Nevada Assembly votes to abolish death penalty

Politics

Assembly Bill 395 moves to Senate

CARSON CITY, Nev. (KLAS) — The Nevada Assembly voted Tuesday to abolish the death penalty and reduces all current death sentences to life in prison without the possibility of parole.

The Assembly voted 26-16 to send AB 395 to the Senate. The proposal is retroactive, meaning while it abolishes any further death sentences, any current sentences would be changed to life in prison without the possibility of release.

In order to become law, the Democratic-controlled Senate would have to approve the proposal and Democratic Gov. Steve Sisolak would have to sign it.

“The death penalty is broken,” Assem. Steve Yeager, D-District 9 said, citing the fact that more than half of people on death row in Nevada are people of color.

“A death sentence in Nevada means life in prison without the possibility of parole, no matter what else we choose to call it,” added Assem. Steve Yeager.

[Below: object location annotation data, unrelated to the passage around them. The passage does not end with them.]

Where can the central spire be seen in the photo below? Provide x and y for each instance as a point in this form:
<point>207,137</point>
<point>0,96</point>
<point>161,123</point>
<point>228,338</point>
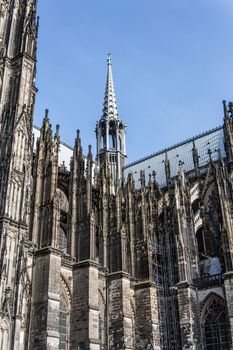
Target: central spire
<point>110,110</point>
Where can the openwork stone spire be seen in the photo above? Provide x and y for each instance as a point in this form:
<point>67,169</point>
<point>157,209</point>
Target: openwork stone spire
<point>110,106</point>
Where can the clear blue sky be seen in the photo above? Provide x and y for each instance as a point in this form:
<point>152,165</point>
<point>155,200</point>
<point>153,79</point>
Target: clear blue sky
<point>172,67</point>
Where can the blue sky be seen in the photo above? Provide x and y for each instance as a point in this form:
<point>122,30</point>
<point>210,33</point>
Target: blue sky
<point>172,67</point>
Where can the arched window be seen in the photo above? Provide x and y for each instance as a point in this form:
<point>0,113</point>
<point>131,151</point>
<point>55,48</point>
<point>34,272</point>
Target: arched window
<point>62,240</point>
<point>215,327</point>
<point>63,323</point>
<point>112,140</point>
<point>195,206</point>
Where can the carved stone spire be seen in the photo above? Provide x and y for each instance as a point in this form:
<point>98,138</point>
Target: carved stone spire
<point>110,132</point>
<point>110,110</point>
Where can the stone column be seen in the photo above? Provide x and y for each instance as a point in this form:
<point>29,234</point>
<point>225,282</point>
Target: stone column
<point>189,316</point>
<point>146,320</point>
<point>44,328</point>
<point>85,307</point>
<point>228,284</point>
<point>120,328</point>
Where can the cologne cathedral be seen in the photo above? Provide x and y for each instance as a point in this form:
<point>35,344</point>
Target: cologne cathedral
<point>97,254</point>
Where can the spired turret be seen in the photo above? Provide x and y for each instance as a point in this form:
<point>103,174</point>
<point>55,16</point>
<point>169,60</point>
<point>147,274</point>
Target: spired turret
<point>110,131</point>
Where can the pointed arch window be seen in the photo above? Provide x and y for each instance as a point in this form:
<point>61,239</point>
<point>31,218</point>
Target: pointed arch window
<point>215,327</point>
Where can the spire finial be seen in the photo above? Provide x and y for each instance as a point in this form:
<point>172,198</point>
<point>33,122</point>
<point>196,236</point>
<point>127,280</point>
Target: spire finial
<point>109,60</point>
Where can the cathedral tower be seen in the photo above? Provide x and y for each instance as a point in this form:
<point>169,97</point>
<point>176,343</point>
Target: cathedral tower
<point>110,131</point>
<point>18,34</point>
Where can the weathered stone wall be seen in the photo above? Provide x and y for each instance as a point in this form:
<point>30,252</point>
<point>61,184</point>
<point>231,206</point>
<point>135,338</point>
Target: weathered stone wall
<point>189,317</point>
<point>44,332</point>
<point>85,307</point>
<point>119,311</point>
<point>146,320</point>
<point>228,283</point>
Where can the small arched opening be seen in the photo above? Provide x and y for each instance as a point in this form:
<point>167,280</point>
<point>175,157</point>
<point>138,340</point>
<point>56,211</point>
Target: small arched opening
<point>215,325</point>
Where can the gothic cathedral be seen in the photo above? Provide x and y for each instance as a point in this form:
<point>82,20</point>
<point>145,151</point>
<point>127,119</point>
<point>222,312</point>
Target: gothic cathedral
<point>104,255</point>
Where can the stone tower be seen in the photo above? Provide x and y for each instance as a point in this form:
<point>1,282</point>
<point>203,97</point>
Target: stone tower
<point>110,131</point>
<point>18,35</point>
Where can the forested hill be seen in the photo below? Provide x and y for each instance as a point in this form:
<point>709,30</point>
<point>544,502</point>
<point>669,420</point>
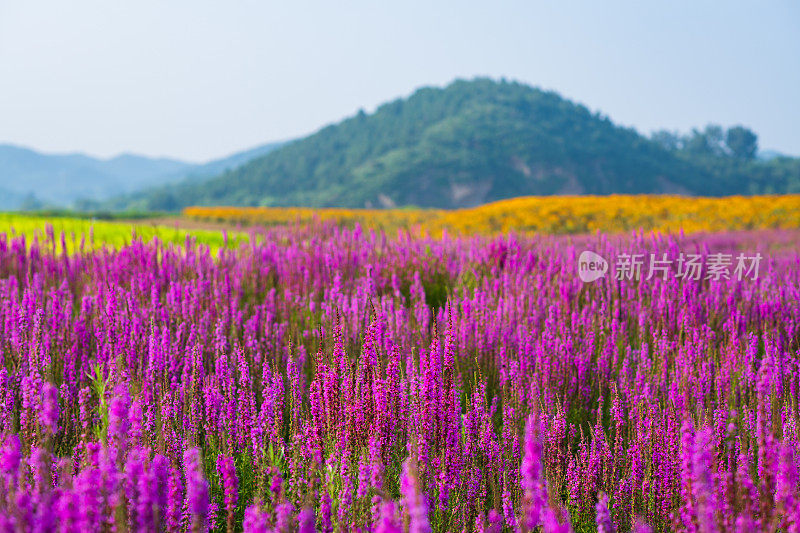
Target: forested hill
<point>482,140</point>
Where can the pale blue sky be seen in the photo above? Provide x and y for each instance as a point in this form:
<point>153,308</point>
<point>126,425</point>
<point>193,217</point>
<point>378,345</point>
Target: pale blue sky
<point>197,79</point>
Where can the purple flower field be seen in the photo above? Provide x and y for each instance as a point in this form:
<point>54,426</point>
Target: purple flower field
<point>323,379</point>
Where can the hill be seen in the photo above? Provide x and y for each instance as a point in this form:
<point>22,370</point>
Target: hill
<point>30,179</point>
<point>470,143</point>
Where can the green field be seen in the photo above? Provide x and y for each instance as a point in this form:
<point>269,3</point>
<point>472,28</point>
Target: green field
<point>99,233</point>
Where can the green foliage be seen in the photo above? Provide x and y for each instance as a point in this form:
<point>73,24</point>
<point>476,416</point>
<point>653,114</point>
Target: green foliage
<point>474,142</point>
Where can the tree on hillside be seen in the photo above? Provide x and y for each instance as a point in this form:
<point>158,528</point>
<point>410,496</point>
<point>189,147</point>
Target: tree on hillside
<point>742,142</point>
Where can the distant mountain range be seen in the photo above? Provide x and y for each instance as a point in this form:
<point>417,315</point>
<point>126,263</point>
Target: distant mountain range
<point>29,179</point>
<point>471,142</point>
<point>482,140</point>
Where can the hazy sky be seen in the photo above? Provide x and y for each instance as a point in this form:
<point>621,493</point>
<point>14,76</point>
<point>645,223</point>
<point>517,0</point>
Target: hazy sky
<point>197,79</point>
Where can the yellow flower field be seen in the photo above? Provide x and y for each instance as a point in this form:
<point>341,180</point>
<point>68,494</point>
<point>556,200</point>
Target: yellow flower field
<point>552,214</point>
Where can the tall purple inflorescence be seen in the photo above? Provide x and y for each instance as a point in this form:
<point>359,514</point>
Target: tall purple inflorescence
<point>196,489</point>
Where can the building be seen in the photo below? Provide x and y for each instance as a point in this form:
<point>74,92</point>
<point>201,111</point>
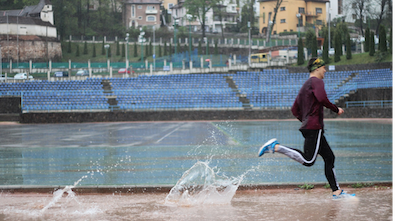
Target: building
<point>221,16</point>
<point>141,13</point>
<point>293,15</point>
<point>29,34</point>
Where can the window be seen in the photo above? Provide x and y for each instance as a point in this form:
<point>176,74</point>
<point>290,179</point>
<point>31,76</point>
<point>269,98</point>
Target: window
<point>151,18</point>
<point>263,17</point>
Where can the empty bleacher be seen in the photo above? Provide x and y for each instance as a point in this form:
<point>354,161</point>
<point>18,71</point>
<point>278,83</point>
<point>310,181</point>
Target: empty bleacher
<point>276,88</point>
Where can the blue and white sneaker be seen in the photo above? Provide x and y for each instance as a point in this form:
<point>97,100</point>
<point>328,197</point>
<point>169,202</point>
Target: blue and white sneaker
<point>343,195</point>
<point>268,146</point>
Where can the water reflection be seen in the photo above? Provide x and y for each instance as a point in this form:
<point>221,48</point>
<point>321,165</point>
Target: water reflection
<point>158,153</point>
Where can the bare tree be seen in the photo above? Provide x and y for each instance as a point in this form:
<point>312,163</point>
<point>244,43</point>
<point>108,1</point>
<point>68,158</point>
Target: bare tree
<point>271,26</point>
<point>379,16</point>
<point>360,9</point>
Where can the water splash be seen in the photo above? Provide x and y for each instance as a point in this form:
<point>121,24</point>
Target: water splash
<point>200,185</point>
<point>57,195</point>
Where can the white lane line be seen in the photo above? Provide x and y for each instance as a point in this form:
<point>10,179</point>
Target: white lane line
<point>162,138</point>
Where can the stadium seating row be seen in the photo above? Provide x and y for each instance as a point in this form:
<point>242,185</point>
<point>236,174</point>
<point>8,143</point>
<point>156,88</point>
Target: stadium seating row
<point>275,88</point>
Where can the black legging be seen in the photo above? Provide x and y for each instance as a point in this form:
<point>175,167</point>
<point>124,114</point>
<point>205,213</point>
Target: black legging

Speaking in opposition, Assem. Annie Black, R-District 19, cited three cases of inmates on death row.

“Only the worst of the worst are sentenced to death,” Black said. “That is as it should be.”

A similar bill already in the Senate, Senate Bill 288, would eliminate the death penalty, but not affect previous death sentences.

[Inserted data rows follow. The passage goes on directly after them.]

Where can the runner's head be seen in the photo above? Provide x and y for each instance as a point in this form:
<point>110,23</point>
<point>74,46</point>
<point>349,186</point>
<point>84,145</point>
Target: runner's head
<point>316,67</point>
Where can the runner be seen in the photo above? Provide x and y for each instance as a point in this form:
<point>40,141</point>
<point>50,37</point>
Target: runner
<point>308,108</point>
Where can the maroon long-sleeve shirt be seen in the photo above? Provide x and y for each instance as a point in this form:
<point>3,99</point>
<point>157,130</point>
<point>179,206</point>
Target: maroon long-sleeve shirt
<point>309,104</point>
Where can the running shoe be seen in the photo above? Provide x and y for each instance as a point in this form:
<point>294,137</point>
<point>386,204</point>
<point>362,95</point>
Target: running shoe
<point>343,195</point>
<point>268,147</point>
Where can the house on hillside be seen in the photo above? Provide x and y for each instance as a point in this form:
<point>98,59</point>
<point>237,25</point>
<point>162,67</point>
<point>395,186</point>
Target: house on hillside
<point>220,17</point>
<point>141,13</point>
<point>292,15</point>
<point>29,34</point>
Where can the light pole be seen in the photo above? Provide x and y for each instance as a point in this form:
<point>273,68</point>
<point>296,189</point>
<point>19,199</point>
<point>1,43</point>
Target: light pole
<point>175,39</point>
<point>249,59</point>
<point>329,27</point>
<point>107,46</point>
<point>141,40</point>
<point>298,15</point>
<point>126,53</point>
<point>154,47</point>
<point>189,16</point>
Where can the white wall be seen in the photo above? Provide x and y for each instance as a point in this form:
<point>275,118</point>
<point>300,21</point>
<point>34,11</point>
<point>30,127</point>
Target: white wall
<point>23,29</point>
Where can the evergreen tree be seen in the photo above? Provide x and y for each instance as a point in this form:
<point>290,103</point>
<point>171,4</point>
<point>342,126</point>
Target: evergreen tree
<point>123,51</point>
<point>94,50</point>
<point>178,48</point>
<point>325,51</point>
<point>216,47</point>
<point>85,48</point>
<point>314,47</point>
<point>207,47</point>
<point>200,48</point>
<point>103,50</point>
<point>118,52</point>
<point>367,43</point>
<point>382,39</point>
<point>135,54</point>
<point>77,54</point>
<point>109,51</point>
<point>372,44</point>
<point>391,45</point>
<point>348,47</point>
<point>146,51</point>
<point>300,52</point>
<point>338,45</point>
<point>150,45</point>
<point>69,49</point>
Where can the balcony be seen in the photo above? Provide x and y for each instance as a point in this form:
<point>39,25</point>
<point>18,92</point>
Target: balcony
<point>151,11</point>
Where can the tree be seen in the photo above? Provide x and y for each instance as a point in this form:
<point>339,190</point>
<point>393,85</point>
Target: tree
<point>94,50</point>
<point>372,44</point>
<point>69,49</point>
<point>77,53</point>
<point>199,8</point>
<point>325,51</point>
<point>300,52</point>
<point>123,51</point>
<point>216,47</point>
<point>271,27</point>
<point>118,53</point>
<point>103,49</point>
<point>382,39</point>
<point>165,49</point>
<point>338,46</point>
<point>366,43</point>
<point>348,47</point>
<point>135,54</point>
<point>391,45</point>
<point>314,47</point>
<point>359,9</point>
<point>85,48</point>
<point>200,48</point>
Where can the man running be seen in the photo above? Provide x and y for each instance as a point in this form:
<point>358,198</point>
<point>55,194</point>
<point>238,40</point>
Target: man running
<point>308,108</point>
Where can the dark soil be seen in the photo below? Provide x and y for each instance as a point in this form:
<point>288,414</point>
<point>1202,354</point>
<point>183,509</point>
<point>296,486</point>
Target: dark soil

Nevada has put a dozen inmates to death since 1976, according to the Death Penalty Information Center. Seventy inmates currently sit on death row. Currently law allows a person convicted of first-degree murder to be sentenced to death. Nevada’s last execution occurred in 2006, Yeager said.

Virginia repealed its death penalty law last month.

Representatives for Senate Democrats, which hold the majority in the Senate, and the governor, did not return requests for comment.